Nous sommes réunis pour voter la restitution d'œuvres d'art spoliées à leurs propriétaires par le régime nazi. Ces œuvres retrouveront leur propriétaire légitime et ces restitutions constitueront, sans nul doute, une étape supplémentaire dans la nécessaire réparation des abominations que le régime nazi a fait subir au peuple juif, bafouant tous les principes d'humanité. Nous le devons à ces hommes, à ces femmes, à ces enfants dont la mémoire a été blessée sans pour autant être détruite, et pour qui ces objets, loin de n'être que de simples œuvres d'art, font entendre, à travers les années, l'écho de la tragédie, d'un crime contre l'humanité dont le souvenir restera à jamais indélébile.
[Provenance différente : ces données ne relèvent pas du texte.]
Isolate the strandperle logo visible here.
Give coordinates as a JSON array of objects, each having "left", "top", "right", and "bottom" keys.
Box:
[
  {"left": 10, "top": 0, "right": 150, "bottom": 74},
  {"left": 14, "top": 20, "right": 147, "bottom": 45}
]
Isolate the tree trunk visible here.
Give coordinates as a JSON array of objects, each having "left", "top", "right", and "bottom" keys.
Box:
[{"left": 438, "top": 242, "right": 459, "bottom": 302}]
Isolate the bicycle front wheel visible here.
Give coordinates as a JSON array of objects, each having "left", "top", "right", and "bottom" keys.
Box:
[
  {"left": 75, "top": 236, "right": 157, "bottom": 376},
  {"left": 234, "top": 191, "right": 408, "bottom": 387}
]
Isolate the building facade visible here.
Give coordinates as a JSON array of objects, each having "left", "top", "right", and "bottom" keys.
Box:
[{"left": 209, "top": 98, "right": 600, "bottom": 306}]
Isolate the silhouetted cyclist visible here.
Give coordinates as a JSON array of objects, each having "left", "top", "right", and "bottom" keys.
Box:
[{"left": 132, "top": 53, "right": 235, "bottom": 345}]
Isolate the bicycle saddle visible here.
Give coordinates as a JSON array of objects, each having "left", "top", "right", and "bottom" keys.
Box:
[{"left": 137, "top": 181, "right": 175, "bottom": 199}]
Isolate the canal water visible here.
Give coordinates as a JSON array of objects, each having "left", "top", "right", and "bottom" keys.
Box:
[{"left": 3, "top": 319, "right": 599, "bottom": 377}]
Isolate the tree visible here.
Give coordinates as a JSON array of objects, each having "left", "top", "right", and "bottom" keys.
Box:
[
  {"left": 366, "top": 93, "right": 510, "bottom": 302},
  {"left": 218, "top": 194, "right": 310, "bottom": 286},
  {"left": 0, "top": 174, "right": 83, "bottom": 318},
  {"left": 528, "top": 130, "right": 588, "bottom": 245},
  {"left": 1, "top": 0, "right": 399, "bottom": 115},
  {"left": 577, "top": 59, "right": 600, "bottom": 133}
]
Si le processus de restitution est différent de celui prévu par le projet de loi relatif à la restitution de biens culturels au Bénin et au Sénégal, il n'en est pas moins indispensable. Cet acte symbolique fort montre ce que la République est capable de faire pour servir une justice intemporelle. Il n'est d'ailleurs pas inutile de rappeler, comme vous l'avez fait, madame la rapporteure, dans votre rapport, que si la spoliation dont nous parlons ici fut largement inspirée par les politiques nazies, celles-ci n'ont pu trouver leur funeste application que dans le cadre législatif élaboré par le régime de Vichy. C'est aussi le poids de cette dette envers nos concitoyens assassinés par dizaines de milliers, dont certains ont été dépossédés, qu'il faut rappeler.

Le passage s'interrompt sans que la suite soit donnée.